The ending, however, is a whole other story. Now, without
getting into serious spoiler territory (though, once again, I fail to see why
such a warning should matter because no-one should care that much about this
movie), I’ll just say that the filmmakers put way too much effort into foreshadowing the big twist at the end, to
the point where within minutes of the film starting, it’s fairly obvious what
it’ll turn out to be. But even if it was set up properly and not brought down
on the audience’s heads over and over, it’s still pretty weak as well as a
twist that has been used by some of the bigger titles in sci-fi cinema; it’s
hardly shocking no matter how you slice it. If this took a similar route to
Kubo And The Two Strings, where the film is at least aware of its own plot,
then that ending could have been derivative but serviceable. The
problem starts when the film treats it like a Usual Suspects-level shock to the
system, bringing it even further down in terms of being compelling because it's set up with the subtlety of a schlocky action B-movie.

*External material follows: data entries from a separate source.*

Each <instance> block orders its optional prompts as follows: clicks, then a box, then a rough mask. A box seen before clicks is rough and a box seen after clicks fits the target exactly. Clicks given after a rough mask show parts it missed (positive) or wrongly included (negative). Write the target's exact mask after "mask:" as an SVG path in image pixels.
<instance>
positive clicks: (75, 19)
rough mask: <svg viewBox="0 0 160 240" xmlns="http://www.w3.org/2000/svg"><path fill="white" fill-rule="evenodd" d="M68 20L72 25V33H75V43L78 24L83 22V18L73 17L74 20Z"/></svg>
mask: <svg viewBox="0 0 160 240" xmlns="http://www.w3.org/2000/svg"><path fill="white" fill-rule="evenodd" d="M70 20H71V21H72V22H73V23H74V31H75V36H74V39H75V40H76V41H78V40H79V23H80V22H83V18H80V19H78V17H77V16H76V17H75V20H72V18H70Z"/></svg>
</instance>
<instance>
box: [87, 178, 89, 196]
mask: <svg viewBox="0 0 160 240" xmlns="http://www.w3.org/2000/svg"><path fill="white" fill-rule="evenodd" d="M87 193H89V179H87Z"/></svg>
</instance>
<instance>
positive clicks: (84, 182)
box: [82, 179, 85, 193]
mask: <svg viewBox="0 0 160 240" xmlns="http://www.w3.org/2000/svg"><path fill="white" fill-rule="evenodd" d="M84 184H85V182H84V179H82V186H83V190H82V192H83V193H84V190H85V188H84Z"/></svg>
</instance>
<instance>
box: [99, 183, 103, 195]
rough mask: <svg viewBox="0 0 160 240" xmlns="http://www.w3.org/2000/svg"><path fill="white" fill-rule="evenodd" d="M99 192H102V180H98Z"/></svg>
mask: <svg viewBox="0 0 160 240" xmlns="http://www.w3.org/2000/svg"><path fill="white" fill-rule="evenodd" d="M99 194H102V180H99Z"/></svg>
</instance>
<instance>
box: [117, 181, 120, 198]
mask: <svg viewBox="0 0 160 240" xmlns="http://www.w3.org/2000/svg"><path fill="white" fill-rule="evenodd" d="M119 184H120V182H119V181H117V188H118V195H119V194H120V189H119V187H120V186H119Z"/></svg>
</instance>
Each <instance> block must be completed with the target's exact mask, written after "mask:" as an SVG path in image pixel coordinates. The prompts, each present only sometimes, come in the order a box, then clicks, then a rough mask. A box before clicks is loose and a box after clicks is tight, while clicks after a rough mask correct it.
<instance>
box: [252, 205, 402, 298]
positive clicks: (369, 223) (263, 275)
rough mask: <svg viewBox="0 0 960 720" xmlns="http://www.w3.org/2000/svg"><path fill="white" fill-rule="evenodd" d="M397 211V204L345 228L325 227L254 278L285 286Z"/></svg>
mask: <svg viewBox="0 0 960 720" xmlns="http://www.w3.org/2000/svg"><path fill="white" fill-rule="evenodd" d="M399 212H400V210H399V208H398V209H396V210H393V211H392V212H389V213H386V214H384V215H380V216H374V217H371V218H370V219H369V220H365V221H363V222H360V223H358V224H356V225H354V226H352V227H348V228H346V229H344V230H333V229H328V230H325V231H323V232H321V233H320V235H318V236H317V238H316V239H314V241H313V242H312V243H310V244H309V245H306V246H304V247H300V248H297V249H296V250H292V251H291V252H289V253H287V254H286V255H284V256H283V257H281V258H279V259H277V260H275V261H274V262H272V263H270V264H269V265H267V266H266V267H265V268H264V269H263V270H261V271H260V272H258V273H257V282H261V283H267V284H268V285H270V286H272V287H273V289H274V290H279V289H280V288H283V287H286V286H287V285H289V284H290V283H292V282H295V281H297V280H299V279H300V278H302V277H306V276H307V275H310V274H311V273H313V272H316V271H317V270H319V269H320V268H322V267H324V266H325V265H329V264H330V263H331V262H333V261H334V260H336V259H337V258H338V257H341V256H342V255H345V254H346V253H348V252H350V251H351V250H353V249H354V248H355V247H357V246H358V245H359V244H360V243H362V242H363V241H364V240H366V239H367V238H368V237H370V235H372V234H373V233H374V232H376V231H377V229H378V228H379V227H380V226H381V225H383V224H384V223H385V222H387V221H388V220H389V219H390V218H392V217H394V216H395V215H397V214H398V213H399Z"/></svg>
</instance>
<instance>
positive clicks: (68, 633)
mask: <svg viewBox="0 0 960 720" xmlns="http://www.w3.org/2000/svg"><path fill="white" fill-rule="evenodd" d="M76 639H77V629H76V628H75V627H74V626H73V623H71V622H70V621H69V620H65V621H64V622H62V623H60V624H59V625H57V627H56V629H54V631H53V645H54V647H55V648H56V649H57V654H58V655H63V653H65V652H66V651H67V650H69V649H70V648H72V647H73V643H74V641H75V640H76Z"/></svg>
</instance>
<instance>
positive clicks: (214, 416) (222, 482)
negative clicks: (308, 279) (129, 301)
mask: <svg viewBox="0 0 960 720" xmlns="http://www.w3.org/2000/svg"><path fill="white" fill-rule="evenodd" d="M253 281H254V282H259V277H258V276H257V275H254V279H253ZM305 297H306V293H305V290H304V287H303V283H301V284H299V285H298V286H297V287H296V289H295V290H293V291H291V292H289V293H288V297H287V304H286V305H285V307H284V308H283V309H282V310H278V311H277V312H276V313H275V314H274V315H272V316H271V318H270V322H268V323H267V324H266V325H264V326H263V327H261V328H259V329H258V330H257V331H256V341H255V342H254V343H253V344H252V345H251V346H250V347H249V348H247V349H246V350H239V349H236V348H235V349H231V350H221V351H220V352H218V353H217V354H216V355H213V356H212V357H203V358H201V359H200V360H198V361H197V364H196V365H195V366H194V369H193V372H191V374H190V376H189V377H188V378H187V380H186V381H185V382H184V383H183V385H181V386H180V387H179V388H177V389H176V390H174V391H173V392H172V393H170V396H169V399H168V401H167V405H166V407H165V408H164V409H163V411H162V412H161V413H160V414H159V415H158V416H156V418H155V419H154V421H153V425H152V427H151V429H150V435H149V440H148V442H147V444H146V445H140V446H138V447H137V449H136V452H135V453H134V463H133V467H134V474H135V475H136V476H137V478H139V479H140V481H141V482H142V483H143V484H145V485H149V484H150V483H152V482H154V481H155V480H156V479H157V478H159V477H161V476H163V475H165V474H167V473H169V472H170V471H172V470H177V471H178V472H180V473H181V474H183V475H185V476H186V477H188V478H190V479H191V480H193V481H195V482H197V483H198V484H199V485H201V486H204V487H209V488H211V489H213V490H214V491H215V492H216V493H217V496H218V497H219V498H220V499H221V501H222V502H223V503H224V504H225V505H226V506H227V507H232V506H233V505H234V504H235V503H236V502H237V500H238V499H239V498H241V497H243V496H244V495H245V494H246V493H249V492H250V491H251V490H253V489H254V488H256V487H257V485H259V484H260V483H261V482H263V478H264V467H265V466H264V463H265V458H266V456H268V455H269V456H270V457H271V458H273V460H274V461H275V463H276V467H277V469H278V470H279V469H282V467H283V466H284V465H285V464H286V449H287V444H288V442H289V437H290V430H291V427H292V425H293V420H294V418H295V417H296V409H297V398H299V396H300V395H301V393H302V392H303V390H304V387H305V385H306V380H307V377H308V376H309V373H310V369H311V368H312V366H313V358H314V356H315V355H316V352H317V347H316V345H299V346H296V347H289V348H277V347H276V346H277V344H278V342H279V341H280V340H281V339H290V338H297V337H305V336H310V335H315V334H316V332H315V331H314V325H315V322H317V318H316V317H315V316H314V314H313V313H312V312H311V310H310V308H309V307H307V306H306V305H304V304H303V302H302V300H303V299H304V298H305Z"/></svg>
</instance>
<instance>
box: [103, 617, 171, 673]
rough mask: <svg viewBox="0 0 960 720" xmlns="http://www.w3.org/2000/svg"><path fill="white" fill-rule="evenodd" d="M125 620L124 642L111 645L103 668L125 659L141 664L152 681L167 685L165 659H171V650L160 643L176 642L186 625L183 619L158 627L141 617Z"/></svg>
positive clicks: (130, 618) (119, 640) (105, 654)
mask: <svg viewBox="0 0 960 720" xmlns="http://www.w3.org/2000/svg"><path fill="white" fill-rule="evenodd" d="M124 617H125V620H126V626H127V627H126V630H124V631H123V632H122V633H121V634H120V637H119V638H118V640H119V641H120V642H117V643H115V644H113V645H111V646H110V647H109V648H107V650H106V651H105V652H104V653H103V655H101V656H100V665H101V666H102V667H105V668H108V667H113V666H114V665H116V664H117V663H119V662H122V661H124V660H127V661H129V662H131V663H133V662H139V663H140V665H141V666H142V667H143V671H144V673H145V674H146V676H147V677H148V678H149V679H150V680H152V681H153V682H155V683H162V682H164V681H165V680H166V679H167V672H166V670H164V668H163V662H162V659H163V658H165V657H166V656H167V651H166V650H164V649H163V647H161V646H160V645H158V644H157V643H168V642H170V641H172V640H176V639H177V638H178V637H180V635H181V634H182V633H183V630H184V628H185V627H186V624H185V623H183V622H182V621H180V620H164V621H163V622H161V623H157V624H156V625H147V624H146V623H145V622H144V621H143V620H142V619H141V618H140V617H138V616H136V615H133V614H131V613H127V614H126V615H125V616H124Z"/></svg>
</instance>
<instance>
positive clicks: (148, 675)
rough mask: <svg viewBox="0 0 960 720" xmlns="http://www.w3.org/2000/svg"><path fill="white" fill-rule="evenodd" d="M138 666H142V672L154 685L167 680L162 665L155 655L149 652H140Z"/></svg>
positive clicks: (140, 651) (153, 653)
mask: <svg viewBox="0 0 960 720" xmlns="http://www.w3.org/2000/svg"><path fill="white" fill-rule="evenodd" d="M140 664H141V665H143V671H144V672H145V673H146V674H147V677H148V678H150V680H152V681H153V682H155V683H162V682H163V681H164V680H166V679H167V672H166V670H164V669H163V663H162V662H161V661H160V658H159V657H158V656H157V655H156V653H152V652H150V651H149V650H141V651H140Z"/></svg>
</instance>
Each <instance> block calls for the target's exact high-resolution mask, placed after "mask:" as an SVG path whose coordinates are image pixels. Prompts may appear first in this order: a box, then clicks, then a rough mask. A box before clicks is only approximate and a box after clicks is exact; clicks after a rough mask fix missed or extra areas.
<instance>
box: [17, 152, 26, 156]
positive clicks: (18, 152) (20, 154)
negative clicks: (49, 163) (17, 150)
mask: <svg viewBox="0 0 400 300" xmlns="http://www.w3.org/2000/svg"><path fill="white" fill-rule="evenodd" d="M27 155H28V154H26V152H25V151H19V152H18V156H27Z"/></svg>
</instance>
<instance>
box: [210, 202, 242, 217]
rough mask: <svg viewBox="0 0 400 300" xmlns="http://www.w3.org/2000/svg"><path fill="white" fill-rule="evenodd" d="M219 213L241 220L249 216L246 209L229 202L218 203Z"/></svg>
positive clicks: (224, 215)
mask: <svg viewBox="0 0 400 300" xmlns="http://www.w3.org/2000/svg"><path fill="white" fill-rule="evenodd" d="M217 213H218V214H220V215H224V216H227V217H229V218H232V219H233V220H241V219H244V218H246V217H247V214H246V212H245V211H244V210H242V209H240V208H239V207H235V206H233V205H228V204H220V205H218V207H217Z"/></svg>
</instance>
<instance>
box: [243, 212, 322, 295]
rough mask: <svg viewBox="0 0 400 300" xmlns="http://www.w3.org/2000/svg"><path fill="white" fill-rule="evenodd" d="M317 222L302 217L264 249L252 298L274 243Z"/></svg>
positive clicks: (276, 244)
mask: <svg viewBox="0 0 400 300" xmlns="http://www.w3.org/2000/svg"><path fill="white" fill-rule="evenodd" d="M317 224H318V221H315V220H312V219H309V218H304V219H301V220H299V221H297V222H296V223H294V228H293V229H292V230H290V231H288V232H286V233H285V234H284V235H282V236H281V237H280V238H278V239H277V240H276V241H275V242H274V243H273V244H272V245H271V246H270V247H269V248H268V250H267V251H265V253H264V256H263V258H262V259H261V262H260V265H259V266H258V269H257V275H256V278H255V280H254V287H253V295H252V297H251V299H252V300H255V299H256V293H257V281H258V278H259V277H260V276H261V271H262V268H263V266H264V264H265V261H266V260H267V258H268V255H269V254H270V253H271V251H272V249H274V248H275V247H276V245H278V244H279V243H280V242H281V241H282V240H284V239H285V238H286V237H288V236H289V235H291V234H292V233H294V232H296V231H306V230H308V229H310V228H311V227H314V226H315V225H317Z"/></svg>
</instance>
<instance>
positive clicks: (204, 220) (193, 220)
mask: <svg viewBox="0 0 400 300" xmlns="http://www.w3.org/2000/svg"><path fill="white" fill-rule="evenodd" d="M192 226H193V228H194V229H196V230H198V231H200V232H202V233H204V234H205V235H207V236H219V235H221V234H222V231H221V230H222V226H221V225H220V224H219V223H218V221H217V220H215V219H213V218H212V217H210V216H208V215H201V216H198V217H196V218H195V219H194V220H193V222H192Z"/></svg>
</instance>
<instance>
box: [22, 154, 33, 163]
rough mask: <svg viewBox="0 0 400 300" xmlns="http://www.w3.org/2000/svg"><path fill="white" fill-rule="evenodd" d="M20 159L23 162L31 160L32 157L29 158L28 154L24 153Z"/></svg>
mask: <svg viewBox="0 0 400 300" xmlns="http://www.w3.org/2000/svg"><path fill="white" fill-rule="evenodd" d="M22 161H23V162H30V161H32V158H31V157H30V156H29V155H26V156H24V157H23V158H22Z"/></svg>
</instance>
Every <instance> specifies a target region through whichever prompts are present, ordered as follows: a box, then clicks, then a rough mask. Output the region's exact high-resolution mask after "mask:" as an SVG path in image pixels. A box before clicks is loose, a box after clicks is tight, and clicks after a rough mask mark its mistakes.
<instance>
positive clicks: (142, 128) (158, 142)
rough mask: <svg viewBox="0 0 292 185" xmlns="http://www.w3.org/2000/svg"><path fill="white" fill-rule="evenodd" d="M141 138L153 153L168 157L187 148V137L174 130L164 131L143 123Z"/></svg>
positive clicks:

All in all, this is a film that not only thinks it’s a lot
cleverer than it actually is, it can’t even keep track of what it wants to be
clever about in the first place. The acting is painfully sub-par, the writing
is at once ill-thought out and tonally reckless, and the direction leaves a
very derivative and unsatisfying stain on the entire production. It may be one
of the more watchable dumb movies I’ve sat through, since the events aren’t so
bad as to cause an urge to sleep, but it’s not even fun in how dumb it is so,
really, there’s no reason to bother with this thing.